Activity Finder Security Notice

Trusted hosts settings are now required for sites that use Activity Finder.

Summary

Activity Finder could provide an attack vector where a malicious site could use the “trusted” YMCA domain to redirect users to an untrusted site.

Sites using Activity Finder should immediately ensure they have activity_finder_trusted_redirect_host_patterns configured in settings.php as per the documentation and update to the latest release of Activity Finder.

What is the problem?

Activity Finder provides a method for sites to redirect users to register for activities.

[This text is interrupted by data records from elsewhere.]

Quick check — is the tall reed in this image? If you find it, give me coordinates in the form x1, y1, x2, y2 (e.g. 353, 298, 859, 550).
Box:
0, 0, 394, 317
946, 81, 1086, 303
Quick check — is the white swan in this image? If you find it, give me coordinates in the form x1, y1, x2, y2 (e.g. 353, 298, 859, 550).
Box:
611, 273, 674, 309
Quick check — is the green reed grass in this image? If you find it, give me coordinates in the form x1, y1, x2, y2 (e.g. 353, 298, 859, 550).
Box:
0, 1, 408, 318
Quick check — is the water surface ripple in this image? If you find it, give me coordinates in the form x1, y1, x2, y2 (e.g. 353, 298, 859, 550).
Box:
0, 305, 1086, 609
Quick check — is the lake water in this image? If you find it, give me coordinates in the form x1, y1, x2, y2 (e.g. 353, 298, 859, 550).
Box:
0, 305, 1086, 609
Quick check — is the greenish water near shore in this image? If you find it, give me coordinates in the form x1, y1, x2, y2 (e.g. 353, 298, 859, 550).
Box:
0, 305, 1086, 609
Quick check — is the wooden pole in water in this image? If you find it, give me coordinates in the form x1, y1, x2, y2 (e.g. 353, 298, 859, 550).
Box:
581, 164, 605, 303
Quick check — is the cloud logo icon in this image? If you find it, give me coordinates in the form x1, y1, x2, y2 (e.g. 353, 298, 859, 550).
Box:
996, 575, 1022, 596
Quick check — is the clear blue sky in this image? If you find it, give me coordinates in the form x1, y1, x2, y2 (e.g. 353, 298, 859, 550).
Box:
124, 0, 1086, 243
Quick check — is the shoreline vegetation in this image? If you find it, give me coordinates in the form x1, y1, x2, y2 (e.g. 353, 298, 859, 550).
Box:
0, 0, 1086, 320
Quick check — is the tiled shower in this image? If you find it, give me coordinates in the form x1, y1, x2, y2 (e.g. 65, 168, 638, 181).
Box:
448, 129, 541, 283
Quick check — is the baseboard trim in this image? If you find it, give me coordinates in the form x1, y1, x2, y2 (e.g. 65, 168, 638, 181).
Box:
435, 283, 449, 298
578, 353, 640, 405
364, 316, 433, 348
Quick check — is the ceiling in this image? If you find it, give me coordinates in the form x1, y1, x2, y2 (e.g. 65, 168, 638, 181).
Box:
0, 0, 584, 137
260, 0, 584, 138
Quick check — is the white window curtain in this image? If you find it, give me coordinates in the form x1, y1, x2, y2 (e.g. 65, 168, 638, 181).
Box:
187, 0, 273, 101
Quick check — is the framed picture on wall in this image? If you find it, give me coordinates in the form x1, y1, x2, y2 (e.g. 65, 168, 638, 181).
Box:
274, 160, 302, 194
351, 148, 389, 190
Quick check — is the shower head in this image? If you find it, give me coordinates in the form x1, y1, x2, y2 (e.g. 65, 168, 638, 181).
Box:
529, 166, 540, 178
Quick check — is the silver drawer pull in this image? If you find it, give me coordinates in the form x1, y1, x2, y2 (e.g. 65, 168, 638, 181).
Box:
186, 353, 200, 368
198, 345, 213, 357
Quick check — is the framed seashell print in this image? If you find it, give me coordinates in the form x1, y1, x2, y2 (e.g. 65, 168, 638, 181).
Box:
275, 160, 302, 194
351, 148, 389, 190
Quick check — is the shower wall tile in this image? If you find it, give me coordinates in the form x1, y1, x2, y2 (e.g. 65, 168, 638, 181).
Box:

The method passes a URL in a query string, like exampleymca.org/af/register-redirect/1234?url=https://exampleactivities.com....

Activity Finder provides a method to only allow trusted hosts to be redirected, but if no trusted host is configured then any host was previously allowed through.

This could provide an attack vector where a malicious site could use the “trusted” YMCA domain to redirect users to an untrusted site, like exampleymca.org/af/register-redirect/1234?url=https://examplephishers.net.

How bad is it?

Using the Drupal Security Risk Calculator this risk has been assessed as 12/25 (Moderately Critical): AC:Basic/A:None/CI:None/II:None/E:Exploit/TD:Default.

Here’s what that means:

  • Access complexity: It is trivial for an attacker to leverage the vulnerability.
  • Authentication: No authentication is needed for an exploit to be successful.
  • Confidentiality Impact: The vulnerability does not cause non-public data to become accessible.
  • Integrity Impact: The vulnerability can not allow system data to be compromised.
  • Zero-day Impact: An documented exploit does exist in the wild.
  • Target Distribution: Default module configurations are exploitable, but a config change can disable the exploit.

What do we do?

There are two mitigations, available to you to use immediately:

  1. If your site is actively using Activity Finder, you should immediately ensure your site has the activity_finder_trusted_redirect_host_patternsconfigured in settings.php as per the documentation. After deploying this change and clearing caches, your site will be secure. If you do not make this change, your Activity Finder links may stop redirecting on your next code update.
  2. If your site is not actively using Activity Finder, update to the latest release of Activity Finder or include this patch to enforce the security of your site, as the Activity Finder code could still be active even though it’s not being used.